Das Gameplay von P5T ist in verschiedene Missionen aufgeteilt, in denen du 3 Charaktere (oder Einheiten, strategisch betrachtet) in ein Schlachtfeld im Rasterformat sendest. Dort müssen sie verschiedenste Aufgaben erfüllen, um die Mission zu beenden, wie zum Beispiel "Besiege alle Gegner", "Erreiche das Zielfeld" oder "Überlebe für x Runden". Also alles wie üblich in Strategiespielen.

Während deines Zuges kannst du jede deiner Einheiten direkt kontrollieren und innerhalb ihrer individuellen Bewegungsreichweite manövrieren. Sobald du jede Einheit dorthin bewegt hast, wo du sie haben willst und mit ihr eine Aktion ausgeführt hast, kriegen die Gegner jeweils auch einen Zug.

Tactica hat auch ein relativ simples Deckungssystem: Wenn eine Einheit neben einer Wand oder einem Hindernis steht, nimmt sie daran Deckung und nimmt weniger Schaden, egal, woher ein Angriff kommt, oder sogar überhaupt keinen Schaden, wenn der Angreifer keine Sichtlinie zum Ziel hat. Xcom-ähnliche Trefferchancen gibt es auch nicht; Wenn ein Angriff treffen kann, dann wird er auch treffen.

Bermuda-Strategie

Persona 5 tactica triple threat
Die tödlichste Waffe von allen: Ein großes Dreieck. | © Atlus / EarlyGame

Hört sich bisher ziemlich simpel an, oder? Aber ähnlich wie in Persona 5 wird das Kampfsystem interessanter, sobald das "Noch 1"-System ins Spiel kommt! Allerdings funktioniert es in Tactica etwas anders.
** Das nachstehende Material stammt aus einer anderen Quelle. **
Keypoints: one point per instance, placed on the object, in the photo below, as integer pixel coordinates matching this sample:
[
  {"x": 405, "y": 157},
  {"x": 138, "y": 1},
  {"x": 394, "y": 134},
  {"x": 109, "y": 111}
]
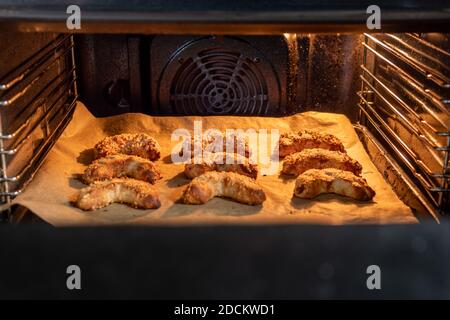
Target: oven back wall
[{"x": 219, "y": 75}]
Vor allem, weil Element-Schwächen überhaupt nicht mehr existieren! In diesem Spiel kriegen deine Einheiten stattdessen einen Bonuszug, wenn sie einen Gegner angreifen, der nicht in Deckung ist und ihn damit zu Boden bringen. Außerdem kriegen sie dabei eine Gelegenheit, "Triple Threat" zu aktivieren. "Triple Threat" ersetzt All-Out Attacks im Repertoire der Phantomdiebe und fügt allen Gegnern im dreieckigen Bereich zwischen deinen Einheiten gewaltigen Schaden zu.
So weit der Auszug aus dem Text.